Friday, May 29, 2009
Today marks the 273rd anniversary of Patrick Henry's birth at Studley in eastern Hanover County. Although neither it is among our promoted sites, we do own both the site of Patrick's birth and the graveyard where his mother is buried. Studley is long snce lost, although it's site is known and marked. Two years ago, the Freeman Branch sponsored an archaeological investigation that uncovered much more than had previously been known about the site. Even with this broader understanding in hand, the future use of the site is uncertain. Preliminiary discussions with the Polegreen Foundation have not deveoped a specific plan. For now, the site is re-covered and within an argriclutural area, safely awaiting some determination of it long term future.
Sarah Winston Henry's gravesite is also well cared for, being in the midst of a golf course just outside Amherst. It was the last of the Preservation Virigna properties I had not seen when I visited there last summer. Larger than you might think and containing quite a few marked graves, it is seen, if not fully appreciated, but many golfers every day.
So Congratulations Sarah, and Happy Birthday Patrick!
Thursday, May 28, 2009
Ten of the twelve new garden gates for Scotchtown have been hung.
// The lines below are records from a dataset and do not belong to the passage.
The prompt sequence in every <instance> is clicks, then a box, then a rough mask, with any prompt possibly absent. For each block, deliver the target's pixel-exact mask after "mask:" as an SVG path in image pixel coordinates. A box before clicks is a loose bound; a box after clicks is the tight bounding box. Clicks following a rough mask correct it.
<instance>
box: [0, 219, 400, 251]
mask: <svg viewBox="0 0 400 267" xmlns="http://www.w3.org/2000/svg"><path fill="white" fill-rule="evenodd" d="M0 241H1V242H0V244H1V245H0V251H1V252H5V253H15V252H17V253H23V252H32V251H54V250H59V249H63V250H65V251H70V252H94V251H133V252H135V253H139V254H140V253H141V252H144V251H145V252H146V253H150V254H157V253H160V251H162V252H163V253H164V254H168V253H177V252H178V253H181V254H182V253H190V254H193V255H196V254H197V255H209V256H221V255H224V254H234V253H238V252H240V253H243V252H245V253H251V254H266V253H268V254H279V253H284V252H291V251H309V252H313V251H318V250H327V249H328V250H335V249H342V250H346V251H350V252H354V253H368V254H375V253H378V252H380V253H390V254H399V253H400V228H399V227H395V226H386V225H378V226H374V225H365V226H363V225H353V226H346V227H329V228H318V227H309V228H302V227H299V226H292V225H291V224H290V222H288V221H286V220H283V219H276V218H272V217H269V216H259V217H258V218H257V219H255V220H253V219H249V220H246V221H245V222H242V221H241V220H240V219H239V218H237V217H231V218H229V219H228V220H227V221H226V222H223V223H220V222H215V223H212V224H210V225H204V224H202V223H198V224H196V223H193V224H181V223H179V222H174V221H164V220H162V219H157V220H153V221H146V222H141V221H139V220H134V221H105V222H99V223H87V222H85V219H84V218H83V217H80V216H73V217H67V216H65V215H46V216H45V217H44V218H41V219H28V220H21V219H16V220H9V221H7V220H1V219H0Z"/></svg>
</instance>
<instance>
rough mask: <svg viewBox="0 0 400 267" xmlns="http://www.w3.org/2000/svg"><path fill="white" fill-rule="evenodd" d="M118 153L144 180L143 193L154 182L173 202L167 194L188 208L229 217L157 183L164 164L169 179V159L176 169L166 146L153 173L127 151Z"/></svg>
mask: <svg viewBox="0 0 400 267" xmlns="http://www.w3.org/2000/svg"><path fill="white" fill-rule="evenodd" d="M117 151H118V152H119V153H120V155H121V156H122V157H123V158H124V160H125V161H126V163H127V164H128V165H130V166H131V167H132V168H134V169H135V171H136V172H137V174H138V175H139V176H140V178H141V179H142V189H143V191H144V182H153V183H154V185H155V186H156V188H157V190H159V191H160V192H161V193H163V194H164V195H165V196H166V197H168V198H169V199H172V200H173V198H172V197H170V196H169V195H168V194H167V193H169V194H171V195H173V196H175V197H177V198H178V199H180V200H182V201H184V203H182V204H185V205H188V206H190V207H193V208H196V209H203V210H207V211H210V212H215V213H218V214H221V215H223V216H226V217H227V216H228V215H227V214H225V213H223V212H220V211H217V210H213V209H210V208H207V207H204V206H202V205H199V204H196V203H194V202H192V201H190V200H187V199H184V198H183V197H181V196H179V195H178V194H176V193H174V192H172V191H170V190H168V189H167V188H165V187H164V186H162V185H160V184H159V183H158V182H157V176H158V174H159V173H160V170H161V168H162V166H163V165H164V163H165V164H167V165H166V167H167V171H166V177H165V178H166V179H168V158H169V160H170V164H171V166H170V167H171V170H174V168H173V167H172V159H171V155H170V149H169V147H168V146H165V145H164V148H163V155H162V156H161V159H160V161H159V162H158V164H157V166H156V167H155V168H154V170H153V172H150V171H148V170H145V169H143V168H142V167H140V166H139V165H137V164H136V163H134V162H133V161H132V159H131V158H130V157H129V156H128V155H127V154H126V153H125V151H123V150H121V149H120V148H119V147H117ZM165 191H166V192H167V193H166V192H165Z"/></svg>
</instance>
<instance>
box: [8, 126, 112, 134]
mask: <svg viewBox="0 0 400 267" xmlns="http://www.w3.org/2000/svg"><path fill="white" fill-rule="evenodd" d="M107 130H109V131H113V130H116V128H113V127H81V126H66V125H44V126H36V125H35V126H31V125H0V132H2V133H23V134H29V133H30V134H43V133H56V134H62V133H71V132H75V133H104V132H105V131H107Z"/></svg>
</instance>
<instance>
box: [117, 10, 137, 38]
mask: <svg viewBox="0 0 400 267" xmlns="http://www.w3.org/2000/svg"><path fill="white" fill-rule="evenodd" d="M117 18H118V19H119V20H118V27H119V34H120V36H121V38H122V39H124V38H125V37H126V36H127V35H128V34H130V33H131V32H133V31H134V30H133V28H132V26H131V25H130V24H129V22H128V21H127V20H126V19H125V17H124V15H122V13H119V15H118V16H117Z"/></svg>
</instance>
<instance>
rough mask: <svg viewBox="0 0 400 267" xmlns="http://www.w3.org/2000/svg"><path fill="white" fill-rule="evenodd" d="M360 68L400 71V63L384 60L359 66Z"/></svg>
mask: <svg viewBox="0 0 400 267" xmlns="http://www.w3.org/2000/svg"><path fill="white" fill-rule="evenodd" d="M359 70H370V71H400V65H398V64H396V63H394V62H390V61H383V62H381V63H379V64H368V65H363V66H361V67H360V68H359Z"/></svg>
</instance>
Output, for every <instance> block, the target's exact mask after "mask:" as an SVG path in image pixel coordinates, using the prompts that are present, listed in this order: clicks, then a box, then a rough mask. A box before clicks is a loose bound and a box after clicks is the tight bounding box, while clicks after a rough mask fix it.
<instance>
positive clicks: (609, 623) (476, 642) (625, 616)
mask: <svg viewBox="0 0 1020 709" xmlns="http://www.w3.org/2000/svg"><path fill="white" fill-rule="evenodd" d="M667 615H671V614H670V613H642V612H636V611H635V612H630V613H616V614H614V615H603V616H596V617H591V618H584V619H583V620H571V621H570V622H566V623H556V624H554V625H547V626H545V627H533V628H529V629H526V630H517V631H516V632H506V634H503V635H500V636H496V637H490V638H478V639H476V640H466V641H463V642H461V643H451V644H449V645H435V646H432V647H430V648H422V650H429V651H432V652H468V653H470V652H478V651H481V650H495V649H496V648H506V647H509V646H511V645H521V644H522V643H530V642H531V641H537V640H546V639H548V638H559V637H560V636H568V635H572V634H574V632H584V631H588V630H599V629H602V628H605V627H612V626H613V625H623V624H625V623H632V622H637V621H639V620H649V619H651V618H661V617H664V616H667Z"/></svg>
The pressure-treated yellow pine gates are replacing the red cedar gates of unknown age. We would have preferred to use cedar this time as well, but the price of cedar is many times that of pine. The department is experimenting with the use of this material, trying to determine if its lifespan is equal to or greater than the less abundant and more expensive woods. One thing we did notice, was that treated pine is more susceptible to checking and warping. We have had to epoxy cracks in the curved diagonal braces quite a bit during and after the construction of the gates. Western red cedar would not have checked like that. The straight posts and rails have not had the checking problem, with the exception of one post. It has taken three men about 31 days each to make and hang these gates. There are two left to be done, and they are about 2 days from being finished.
Friday, May 8, 2009
The Restoration crew is progressing at super glacier speed in the construction of the replacement garden gates for Scotchtown. Karl and Jon are moving a gate after drilling and pinning it. They were utilizing the nice weather we had Friday to escape the cluttered confines of the Mule barn during a major shop project. The other pictures show Jon shaping the pins with the pin driver, a steel plate with assorted holes bored into it. Once the pins are split and roughed to close dimensions, the pins are driven through the correct size hole to true them up so they won't bind or split the wood when they are driven into a joint. the other picture shows Karl and Jon in the process of clamping and pinning a gate on the work station in the Mule barn. There are 12 gates to be made. Each gate has 13 mortises and requires 13 pins for completion.